As someone who has struggled with anxiety at various periods in my life, I can say without a doubt: yes. Before I started practicing yoga and meditation daily, finding relief for my anxiety seemed impossible. Now, I have the tools to deal so that things never get too far out of hand.
That said, it depends on the yoga practice. The breath is a key in working with anxiety. So a yoga practice that does not include breath work will not be as effective in helping to alleviate anxiety. Also, it helps to keep the intention clear—we practice yoga to help work with our state of mind, and not just perfect physically impressive postures.

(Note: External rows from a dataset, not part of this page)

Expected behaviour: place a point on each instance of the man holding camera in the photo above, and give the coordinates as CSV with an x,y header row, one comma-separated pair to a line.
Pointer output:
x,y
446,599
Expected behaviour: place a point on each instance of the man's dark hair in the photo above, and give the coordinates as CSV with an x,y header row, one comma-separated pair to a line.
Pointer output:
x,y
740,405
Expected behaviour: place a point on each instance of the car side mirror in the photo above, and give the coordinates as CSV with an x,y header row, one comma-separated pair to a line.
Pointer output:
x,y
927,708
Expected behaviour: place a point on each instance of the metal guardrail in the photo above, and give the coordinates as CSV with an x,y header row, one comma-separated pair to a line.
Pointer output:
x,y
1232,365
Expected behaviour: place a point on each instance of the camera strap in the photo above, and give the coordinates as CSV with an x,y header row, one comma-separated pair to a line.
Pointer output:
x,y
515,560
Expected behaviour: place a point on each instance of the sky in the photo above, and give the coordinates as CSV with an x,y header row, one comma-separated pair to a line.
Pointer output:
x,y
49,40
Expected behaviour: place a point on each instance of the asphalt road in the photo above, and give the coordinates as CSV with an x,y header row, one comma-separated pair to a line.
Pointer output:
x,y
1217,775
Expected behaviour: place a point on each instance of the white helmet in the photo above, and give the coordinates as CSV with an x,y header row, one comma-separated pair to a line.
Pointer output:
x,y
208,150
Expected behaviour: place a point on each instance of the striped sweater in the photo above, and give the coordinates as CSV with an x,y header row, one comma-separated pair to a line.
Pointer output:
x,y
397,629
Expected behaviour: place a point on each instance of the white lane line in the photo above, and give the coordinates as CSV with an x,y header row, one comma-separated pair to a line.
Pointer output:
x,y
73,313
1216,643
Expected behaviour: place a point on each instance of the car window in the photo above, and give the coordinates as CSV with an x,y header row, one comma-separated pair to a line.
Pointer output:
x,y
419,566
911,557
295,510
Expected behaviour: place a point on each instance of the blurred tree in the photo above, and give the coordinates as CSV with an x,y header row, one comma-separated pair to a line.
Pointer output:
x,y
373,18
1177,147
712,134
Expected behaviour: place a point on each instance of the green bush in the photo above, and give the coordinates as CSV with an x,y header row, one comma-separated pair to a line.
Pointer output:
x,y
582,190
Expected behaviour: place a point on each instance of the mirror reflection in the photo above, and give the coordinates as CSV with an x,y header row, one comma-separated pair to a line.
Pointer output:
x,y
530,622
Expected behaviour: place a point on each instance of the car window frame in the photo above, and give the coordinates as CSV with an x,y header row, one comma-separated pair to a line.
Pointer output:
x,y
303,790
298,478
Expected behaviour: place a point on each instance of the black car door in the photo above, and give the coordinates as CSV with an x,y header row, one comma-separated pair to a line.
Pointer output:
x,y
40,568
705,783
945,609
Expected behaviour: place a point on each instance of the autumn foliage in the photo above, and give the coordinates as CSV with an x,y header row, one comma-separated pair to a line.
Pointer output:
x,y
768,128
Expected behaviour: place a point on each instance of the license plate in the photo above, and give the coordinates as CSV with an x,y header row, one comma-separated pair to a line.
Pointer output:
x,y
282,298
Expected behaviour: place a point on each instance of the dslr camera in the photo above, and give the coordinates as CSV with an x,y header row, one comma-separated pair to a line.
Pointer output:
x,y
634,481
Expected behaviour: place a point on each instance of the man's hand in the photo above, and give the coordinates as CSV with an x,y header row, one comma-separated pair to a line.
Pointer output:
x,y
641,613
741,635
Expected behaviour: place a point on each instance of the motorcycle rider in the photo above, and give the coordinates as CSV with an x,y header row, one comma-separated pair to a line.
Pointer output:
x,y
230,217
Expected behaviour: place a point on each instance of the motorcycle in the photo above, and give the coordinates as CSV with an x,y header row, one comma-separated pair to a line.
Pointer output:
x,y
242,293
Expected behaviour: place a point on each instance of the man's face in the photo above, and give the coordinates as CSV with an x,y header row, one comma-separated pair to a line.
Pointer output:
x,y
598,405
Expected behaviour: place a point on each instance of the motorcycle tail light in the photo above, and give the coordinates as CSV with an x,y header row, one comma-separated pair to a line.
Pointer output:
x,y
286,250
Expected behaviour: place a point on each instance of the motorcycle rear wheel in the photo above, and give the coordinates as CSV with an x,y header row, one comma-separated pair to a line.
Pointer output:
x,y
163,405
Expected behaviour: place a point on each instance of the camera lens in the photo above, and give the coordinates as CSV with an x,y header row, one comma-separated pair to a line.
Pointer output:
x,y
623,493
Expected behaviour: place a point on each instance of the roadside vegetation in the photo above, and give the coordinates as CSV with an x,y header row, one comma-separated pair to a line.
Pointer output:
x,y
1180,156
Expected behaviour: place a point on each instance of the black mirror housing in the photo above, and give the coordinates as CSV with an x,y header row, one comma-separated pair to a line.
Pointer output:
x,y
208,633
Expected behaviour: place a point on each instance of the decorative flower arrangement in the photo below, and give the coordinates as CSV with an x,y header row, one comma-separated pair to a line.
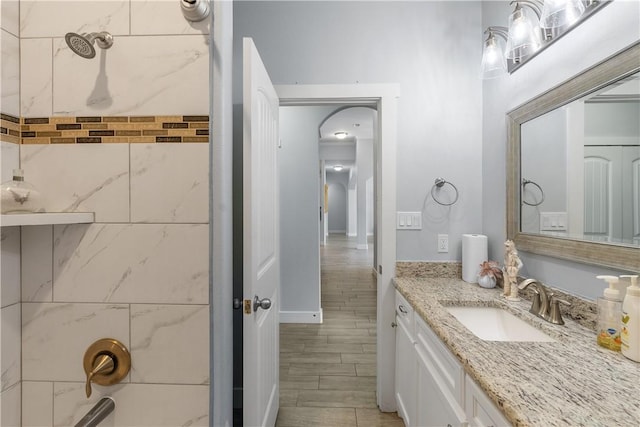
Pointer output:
x,y
490,273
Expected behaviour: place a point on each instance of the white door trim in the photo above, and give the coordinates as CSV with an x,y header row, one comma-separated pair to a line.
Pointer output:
x,y
385,96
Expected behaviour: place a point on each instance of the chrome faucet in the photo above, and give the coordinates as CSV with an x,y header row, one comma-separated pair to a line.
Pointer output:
x,y
545,304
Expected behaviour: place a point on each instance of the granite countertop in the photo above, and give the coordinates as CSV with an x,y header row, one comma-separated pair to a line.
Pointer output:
x,y
570,382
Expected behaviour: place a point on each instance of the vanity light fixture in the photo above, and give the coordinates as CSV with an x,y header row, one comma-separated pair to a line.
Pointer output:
x,y
560,13
528,34
524,33
494,62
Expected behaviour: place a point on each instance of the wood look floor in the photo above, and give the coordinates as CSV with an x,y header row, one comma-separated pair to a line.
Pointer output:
x,y
328,371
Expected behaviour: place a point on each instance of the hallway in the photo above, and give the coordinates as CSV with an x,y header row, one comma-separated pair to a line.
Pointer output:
x,y
328,371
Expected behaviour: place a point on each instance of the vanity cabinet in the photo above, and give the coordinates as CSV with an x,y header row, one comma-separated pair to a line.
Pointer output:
x,y
405,361
481,412
432,388
440,382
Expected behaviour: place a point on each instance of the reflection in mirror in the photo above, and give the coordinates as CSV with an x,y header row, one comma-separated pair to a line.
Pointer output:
x,y
580,167
573,167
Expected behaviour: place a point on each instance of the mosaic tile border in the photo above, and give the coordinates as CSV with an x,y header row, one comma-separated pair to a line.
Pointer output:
x,y
105,129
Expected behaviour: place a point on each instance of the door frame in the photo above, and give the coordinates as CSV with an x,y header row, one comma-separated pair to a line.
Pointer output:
x,y
385,96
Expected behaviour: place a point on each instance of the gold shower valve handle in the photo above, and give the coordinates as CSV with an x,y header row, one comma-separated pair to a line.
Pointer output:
x,y
106,362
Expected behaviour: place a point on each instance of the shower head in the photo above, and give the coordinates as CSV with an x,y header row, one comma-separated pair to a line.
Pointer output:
x,y
82,44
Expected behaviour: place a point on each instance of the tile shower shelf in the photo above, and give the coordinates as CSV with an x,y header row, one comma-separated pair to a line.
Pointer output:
x,y
46,218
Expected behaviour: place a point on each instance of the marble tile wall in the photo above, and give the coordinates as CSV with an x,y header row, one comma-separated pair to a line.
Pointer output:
x,y
140,273
10,333
158,63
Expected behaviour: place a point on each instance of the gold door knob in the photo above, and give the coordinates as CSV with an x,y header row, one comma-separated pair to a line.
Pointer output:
x,y
106,362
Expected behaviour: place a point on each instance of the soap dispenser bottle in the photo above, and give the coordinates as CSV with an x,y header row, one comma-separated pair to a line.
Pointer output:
x,y
630,333
609,312
19,196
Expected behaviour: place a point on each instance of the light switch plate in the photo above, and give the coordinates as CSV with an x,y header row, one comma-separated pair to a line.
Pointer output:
x,y
553,221
409,221
443,243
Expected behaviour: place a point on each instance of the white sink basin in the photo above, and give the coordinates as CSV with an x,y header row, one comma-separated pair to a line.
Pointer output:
x,y
496,324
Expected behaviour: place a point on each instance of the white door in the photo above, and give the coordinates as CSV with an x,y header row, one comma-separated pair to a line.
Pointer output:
x,y
261,248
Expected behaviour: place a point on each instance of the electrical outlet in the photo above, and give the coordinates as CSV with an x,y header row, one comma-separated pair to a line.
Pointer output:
x,y
443,243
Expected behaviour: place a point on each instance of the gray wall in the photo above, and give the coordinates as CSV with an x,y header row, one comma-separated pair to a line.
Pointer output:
x,y
435,59
607,32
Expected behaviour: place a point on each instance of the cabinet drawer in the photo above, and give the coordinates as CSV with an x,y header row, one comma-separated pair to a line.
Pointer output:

When I started to practice Ashtanga yoga in my early 20s, it was a game changer, because it forced me to commit to myself. I got up every day to do yoga, and it was the first time I had committed to anything that was good for me. It taught me that I could trust myself—no small accomplishment. Once that ball was in motion, I discovered all sorts of ways I could free myself from heavy-duty self-doubt, fear, and anxiety.
How does yoga help?
At the most basic level, yoga helps connect the breath and body, which creates new stress-relieving chemicals in the body. If anxiety is a chemical reaction to stress—a sort of freezing of those symptoms—then the way to work with it is to find an antidote to the ways of the chemicals.

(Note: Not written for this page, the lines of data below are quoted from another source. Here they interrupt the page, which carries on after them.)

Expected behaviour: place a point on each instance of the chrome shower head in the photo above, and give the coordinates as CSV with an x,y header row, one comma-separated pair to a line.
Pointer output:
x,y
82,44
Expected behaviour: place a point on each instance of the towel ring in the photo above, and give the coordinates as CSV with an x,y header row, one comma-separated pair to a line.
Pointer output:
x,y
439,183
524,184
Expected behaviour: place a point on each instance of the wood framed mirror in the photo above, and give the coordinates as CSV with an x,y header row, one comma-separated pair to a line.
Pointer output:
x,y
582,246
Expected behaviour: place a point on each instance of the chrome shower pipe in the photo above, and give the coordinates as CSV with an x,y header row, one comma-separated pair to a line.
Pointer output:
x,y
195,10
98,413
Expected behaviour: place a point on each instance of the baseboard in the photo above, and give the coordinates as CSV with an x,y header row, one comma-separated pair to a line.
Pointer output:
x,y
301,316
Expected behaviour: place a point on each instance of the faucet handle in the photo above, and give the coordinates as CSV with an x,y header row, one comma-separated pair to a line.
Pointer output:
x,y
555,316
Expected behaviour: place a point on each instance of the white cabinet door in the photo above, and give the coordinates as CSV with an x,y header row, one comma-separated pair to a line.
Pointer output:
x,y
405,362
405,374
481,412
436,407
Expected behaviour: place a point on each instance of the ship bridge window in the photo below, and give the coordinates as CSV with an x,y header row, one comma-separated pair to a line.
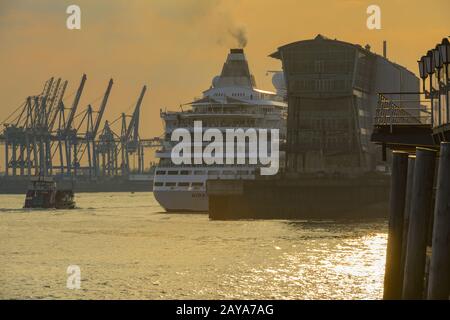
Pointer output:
x,y
183,184
197,184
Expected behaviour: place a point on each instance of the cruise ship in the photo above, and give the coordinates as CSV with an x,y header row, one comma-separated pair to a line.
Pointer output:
x,y
232,101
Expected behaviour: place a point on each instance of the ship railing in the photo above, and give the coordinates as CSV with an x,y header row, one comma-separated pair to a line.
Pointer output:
x,y
402,108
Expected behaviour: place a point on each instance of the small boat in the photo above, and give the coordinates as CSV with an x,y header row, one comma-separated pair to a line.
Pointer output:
x,y
42,193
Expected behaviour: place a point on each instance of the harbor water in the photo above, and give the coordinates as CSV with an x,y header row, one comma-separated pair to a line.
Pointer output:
x,y
126,247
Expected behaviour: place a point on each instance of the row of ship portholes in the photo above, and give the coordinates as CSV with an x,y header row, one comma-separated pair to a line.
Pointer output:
x,y
201,172
179,184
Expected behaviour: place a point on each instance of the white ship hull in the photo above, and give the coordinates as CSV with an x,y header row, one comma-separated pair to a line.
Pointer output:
x,y
183,189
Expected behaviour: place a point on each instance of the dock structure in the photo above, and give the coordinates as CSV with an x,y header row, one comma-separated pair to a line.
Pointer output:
x,y
424,210
332,170
50,135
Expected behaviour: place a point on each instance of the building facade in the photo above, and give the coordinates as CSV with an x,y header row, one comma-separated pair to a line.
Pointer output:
x,y
332,92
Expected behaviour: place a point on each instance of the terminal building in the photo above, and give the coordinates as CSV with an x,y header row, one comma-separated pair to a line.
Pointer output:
x,y
333,91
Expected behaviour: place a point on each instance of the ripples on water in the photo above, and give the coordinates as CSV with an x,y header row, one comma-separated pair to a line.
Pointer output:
x,y
127,248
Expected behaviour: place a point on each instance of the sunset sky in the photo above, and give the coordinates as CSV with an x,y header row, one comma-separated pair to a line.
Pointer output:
x,y
177,46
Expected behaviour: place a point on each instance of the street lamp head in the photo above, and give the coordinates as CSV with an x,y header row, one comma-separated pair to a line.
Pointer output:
x,y
437,58
444,49
422,68
429,65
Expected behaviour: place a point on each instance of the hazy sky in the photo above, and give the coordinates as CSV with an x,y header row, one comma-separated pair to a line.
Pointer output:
x,y
177,46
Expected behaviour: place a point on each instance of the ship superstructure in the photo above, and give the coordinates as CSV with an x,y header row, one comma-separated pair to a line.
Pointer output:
x,y
233,101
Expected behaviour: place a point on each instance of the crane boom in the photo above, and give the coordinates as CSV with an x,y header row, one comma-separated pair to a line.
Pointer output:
x,y
134,123
75,103
102,109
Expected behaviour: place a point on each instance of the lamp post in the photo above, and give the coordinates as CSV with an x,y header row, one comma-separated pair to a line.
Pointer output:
x,y
429,69
437,59
444,50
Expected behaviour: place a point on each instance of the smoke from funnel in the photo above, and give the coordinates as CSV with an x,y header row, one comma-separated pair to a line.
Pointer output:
x,y
240,35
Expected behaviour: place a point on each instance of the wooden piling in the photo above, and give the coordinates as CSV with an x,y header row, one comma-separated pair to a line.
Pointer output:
x,y
393,271
419,219
439,280
408,199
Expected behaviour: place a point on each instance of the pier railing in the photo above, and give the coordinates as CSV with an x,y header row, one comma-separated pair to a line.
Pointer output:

If we practice in a studio environment, there is the community component to yoga practice, and that element of feeling like part of a community can in itself be enough to take the edge off of anxiety for some.

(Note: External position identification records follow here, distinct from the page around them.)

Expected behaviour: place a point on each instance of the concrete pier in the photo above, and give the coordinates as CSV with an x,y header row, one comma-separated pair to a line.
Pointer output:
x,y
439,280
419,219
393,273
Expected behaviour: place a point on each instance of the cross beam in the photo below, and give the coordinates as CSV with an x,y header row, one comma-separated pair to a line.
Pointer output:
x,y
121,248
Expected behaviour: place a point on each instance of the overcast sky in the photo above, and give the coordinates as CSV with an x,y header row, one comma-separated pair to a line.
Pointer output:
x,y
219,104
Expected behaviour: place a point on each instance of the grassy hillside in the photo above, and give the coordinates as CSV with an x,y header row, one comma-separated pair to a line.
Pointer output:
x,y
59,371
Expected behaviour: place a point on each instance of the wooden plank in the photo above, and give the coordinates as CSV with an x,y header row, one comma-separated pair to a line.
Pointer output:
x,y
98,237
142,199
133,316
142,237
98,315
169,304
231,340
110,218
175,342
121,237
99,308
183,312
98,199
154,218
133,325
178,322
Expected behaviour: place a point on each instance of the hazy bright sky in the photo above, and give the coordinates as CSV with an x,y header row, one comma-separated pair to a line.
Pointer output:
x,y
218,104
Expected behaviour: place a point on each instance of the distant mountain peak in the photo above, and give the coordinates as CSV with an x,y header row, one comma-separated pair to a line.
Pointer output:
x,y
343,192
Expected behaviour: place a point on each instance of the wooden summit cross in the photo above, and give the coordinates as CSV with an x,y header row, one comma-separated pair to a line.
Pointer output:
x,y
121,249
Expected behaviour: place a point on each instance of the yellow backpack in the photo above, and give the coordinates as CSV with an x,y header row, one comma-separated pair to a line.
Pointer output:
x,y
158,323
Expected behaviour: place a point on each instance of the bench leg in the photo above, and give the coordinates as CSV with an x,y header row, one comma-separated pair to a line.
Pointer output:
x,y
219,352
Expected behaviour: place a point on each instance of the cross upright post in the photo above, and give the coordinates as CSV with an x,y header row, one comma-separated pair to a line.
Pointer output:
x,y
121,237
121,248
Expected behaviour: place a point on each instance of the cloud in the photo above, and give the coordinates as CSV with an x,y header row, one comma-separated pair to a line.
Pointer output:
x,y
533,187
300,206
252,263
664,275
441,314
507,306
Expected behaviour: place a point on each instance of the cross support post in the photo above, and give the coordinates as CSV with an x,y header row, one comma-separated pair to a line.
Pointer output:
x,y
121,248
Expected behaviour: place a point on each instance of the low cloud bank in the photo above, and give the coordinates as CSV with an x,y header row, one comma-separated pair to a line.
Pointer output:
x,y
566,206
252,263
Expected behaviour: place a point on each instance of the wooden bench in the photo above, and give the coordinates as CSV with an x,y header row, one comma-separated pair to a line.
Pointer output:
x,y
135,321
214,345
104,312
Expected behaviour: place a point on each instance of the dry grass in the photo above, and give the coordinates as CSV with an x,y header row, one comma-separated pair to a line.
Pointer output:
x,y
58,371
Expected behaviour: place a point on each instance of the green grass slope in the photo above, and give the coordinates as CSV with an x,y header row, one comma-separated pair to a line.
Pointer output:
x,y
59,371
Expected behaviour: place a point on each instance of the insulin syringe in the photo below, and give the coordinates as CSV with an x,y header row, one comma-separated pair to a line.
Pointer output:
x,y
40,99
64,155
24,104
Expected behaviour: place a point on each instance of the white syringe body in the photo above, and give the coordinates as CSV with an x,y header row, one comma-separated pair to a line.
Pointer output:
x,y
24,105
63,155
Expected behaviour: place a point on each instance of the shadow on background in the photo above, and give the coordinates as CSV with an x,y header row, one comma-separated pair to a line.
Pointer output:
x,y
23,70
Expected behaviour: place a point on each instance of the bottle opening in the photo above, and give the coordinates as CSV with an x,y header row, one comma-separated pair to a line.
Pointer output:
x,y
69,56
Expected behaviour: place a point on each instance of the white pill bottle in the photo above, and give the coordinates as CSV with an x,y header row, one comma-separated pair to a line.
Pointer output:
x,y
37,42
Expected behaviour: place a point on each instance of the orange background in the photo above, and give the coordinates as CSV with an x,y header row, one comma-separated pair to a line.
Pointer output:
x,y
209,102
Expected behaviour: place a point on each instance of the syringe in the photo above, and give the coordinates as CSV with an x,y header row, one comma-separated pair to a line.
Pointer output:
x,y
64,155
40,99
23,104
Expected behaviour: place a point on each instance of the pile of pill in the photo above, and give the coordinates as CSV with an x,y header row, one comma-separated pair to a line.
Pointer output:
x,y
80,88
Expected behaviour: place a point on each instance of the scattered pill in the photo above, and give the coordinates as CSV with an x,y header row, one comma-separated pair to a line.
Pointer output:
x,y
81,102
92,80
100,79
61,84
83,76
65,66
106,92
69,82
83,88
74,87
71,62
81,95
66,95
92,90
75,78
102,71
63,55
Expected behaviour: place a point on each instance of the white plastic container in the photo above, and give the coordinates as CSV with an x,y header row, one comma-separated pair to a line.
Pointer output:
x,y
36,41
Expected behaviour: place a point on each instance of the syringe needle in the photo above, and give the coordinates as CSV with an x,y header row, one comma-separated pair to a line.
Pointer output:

When I get on my yoga mat each day, it is a time to completely focus on breath, body, and movement. It’s a set period of time when I have total permission to get out of my head. There are other tools that serve the same purpose: art does the same thing for me, and seated meditation (if I am paying attention, which is not always the case) is ideal for this.
Breathing deeply allows the nervous system to relax. The physical component of working with the body while breathing deeply assists this process. So the way to relax is to breathe deeply while allowing the breath to penetrate the body.
This has the effect of clearing out blockages of stagnant energy in the body. Stale energy gets stuck in the subtle channels of the body—the nadis—over time. Nadis are the inner channels, similar to meridians, that acupuncturists work with. Sometimes blockages build up so much over time that it takes concentrated effort to unravel the knots.
If we allow awareness to lapse over time, it might result in a complex set of intense symptoms, such as shortness of breath, sleeplessness, tightness in the stomach, restlessness, sweating, clenched jaw, teeth grinding, short temper, high blood pressure, and heart palpitations. When we clear out the nadis with a yoga practice that includes breath work, there is an immediate effect in the system that is apparent. Addressing the root of the problem by calming the nervous system can offer huge relief.
Is anxiety a body thing or a mind thing?
Is there a difference?
I don’t know. What I do know is that yoga addresses both sides of the equation by guiding the practitioner to move the body, focus the mind, and breathe. And somehow, this combination has the effect of calming the nervous system, which eases anxiety.
Anxiety is a set of symptoms; the label “anxiety” is generated by the mind. Am I saying anxiety is all in your head? No. Anxiety is a very real phenomenon for some, especially those who suffer from panic attacks. What I’m saying is that while the symptoms might be very intense, they are just a set of physical symptoms that we then label and call anxiety.
Anxiety is a messenger alerting us to an imbalance in our lives. By spending a few minutes on the yoga mat each morning, we allow space to listen to what is out of balance. It helps to put things into perspective.
So how yoga can help with anxiety is this: it provides a focus and a context. For a set period of time on our yoga mats, we get to simply be with ourselves in our natural state, being human. It’s ironic that this is such a novelty for so many of us!
Right now, sit up straight and drop your shoulders. Place your feet flat on the floor. Take a slow, deep breath and close your eyes. Listen to the sound of the breath as it releases. Rest in whatever you feel as a result.